Last September, at the start of a regional “Arab Spring” tour, Turkey’s prime minister, Recep Erdogan, spoke in Cairo to a gathering of Arab League foreign ministers.
Firing up his audience, he was met with much applause after declaring: “Israel must respect human rights and act as a normal country, and then it will be liberated from its isolation.”
Erdogan’s scolding of Israel was nearly matched by his condescension toward Egyptians, who he strongly advised should follow Turkey’s lead by entrenching secularism in its yet-to-be-written constitution.
His advice angered religiously conservative Egyptians, in particular the Muslim Brotherhood. Essam el-Erian, deputy leader of the Brotherhood’s Freedom and Justice Party, charged: “We welcome Turkey and we welcome Erdogan as a prominent leader, but we do not think that he or his country alone should be leading the region or drawing up its future.”
Immediately following Erdogan’s visit, the Turkish newspaper Today’s Zaman acknowledged the Brotherhood’s reaction, adding that “Erdogan’s call for a secular order comes as a blow to those who were arguing for years that Erdogan was supporting Sunni elements in the region with the ultimate aim to create Islamist states.”
However, critics have argued in recent months that – despite Erdogan’s brazen statements – his pro-Islamist party has been moving in an increasingly illiberal direction.
Writing in the Guardian late last year, London-based Turkish academic and human rights activist Ayca Cubukcu pointed to “a growing disjuncture between those who promote modern-day Turkey as a democracy and those who experience Turkey as a land of arbitrary detentions, political repression and military destruction.”
She asked why any other country in the region would want to model a state “that imprisons professors, journalists, translators, lawyers, workers, and students and treats as terrorists the members of a political party representing millions of citizens.”
At the same time, the Economist magazine observed that the “West does not seem to notice the steady deterioration in human rights in Turkey, instead extolling it as a model for the Arab spring.”
Among the signs of deterioration, it noted that hundreds of students had been arrested (and, in many cases, brutally treated) for protesting against Erdogan’s Justice and Development Party (AKP). Among other issues, the protesters advocated for the rights of Kurds to be educated in their own language.

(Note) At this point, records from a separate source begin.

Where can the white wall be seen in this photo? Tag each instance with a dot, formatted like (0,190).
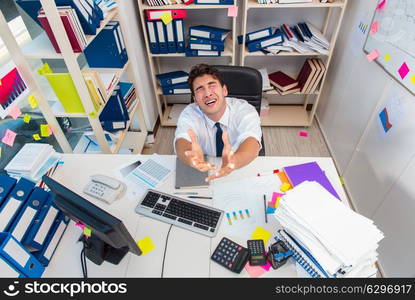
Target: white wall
(375,166)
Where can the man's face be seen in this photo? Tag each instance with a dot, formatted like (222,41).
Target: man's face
(210,96)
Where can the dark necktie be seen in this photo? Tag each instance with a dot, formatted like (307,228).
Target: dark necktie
(219,141)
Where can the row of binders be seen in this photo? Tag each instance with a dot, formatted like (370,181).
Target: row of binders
(307,81)
(174,83)
(302,37)
(31,227)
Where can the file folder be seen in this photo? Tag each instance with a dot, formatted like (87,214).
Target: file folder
(6,185)
(179,32)
(161,35)
(28,213)
(36,236)
(208,32)
(13,252)
(52,240)
(152,37)
(14,202)
(177,89)
(170,78)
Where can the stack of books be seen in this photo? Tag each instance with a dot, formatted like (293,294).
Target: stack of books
(32,161)
(328,239)
(174,83)
(206,41)
(165,30)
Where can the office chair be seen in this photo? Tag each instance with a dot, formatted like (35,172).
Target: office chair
(244,83)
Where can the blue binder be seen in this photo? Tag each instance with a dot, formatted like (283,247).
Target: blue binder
(53,238)
(28,212)
(255,35)
(13,252)
(105,51)
(170,78)
(208,32)
(6,185)
(179,34)
(14,202)
(176,89)
(36,236)
(209,45)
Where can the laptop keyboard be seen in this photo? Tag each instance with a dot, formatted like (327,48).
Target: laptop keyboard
(180,212)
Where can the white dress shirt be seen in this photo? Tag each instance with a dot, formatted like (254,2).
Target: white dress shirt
(240,119)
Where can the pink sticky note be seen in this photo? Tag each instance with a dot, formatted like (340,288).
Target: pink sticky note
(233,11)
(381,4)
(372,55)
(254,271)
(9,137)
(403,70)
(374,28)
(15,112)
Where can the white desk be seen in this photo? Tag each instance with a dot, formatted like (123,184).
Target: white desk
(188,254)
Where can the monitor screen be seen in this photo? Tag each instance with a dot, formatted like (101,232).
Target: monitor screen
(110,240)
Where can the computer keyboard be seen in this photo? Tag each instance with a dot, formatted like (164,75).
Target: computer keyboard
(181,212)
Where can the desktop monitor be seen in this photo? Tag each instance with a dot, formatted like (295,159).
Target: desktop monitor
(110,240)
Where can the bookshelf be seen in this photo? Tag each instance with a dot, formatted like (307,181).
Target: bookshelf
(161,63)
(332,15)
(41,48)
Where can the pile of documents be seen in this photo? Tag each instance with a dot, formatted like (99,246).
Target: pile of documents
(32,161)
(328,238)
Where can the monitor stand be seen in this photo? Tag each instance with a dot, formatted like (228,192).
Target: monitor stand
(97,251)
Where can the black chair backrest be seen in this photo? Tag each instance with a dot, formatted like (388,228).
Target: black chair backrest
(244,83)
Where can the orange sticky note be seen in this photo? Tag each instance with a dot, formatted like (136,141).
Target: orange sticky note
(15,112)
(9,137)
(166,18)
(233,11)
(372,55)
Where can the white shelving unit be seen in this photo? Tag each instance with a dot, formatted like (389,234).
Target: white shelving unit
(41,48)
(155,63)
(292,115)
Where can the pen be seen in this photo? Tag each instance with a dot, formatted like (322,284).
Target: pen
(265,209)
(268,173)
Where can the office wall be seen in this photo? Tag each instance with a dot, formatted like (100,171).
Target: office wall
(376,166)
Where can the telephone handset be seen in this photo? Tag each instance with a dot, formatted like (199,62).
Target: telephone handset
(105,188)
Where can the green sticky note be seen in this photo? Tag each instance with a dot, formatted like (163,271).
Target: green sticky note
(261,234)
(146,245)
(87,231)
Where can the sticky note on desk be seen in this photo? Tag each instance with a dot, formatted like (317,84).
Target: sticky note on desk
(146,245)
(261,234)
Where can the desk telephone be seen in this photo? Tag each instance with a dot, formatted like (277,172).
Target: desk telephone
(105,188)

Sadly, the plight of the Kurdish minority is a massive but largely neglected subject in its own right.
As to illiberal moves under the AKP, consider also the following, just a small part of a growing list:
• The Jan. 2 New York Times reported: “There are now 97 members of the news media in jail in Turkey, including journalists, publishers and distributors, according to the Turkish Journalists’ Union, a figure that rights groups say exceeds the number detained in China.”
• More recently, the June 2 Times reported from Istanbul that a Turkish court “charged Fazil Say, a classical and jazz pianist with an international career, with insulting Islamic values in Twitter messages, the latest in a series of legal actions against Turkish artists, writers and intellectuals for statements they have made about religion and Turkish national identity.”
• On June 4, the Globe and Mail carried an AP story about the anger among many females at what they consider to be Erdogan’s retrogressive attitude on women’s issues. This includes his view that abortions (which he wants to greatly restrict) and elective caesarean sections are nothing other than “secret plots” against Turkish growth.
What explains the West’s avoidance of Turkey’s assault on the rule of law? The Economist quoted a European ambassador in Ankara: “Europe is too mired in its own problems and America needs Turkey for regional security” – including its role as a bulwark against Iran’s influence.
In short, self-absorption rules on one side of the Atlantic, and expediency on the other.
Paul Michaels is director of research and media relations for the Centre for Israel and Jewish Affairs.